Mutation is the fundamental driver of life’s diversity. Simply put, mutations occur when the nucleotide sequences of genomes change. For viruses and other pathogens, mutations are typically of interest, as they can result in clinically-relevant traits, such as altered pathogenicity, transmissibility, host tropisms, drug resistance, and the ability to evade immune recognition. The extent to which viruses mutate and the way in which phenotypes manifest are therefore critical to understanding the origins, evolution and clinical outcomes of viral disease.
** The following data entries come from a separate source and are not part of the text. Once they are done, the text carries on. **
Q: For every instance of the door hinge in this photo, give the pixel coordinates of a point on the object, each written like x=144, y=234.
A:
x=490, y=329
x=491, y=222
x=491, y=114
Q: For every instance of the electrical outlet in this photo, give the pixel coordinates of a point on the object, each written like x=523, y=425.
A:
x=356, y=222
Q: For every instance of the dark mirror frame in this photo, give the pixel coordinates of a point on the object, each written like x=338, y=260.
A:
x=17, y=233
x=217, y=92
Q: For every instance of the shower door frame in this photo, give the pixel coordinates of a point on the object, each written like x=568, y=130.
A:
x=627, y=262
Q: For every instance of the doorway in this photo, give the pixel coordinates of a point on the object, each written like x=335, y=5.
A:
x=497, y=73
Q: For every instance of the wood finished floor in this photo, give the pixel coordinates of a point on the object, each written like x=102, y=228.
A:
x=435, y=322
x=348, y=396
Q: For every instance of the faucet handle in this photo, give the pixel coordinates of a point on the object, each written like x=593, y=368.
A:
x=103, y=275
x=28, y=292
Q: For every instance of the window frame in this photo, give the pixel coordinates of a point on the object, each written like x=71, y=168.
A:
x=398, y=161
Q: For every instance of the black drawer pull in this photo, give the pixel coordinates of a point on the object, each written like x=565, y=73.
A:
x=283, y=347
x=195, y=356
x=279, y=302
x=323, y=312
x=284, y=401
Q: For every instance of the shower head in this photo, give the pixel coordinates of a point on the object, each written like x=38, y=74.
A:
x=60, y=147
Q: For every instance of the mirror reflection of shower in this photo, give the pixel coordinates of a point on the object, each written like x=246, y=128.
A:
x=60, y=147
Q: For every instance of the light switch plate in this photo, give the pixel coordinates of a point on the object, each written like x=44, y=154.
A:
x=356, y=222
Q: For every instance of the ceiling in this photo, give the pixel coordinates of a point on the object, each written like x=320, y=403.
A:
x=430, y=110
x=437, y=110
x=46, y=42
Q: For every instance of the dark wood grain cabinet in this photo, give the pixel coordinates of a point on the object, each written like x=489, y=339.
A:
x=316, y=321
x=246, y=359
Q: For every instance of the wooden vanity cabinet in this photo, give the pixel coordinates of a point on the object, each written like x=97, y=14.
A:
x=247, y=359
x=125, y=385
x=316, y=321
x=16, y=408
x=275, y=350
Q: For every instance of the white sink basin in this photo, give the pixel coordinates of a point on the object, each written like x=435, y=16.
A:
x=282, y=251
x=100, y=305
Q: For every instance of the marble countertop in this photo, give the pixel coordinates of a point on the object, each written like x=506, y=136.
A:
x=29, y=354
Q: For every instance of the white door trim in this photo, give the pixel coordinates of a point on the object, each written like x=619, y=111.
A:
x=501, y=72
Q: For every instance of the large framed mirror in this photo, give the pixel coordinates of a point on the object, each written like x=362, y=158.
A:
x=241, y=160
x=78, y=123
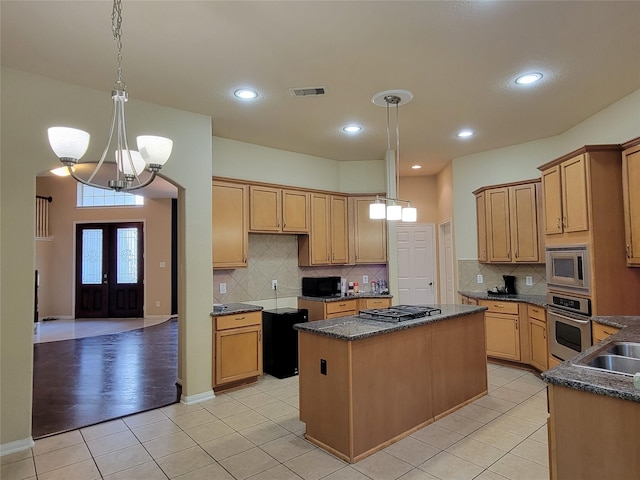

The propensity for a virus’s genome to mutate is influenced by a range of factors, such as its physio-chemical environment, genome structure, and accuracy of replication and repair mechanisms [1]. Some viruses are skilled molecular manipulators, actively seeking out opportunities generate mutations. Certain influenza viruses, for example, excel at genetic recombination and readily swap surface protein sequences with one another. The resulting collage of influenza subtypes can infect immunologically-naïve hosts with ease, requiring ongoing surveillance and annual reformulation of flu vaccines. HIV-1, on the other hand, makes use of mutation-inducing host enzymes, known as APOBECs, to accelerate resistance to drugs and evade immune recognition [3], and is one of the major reasons why HIV-1 countermeasures have been so difficult to develop.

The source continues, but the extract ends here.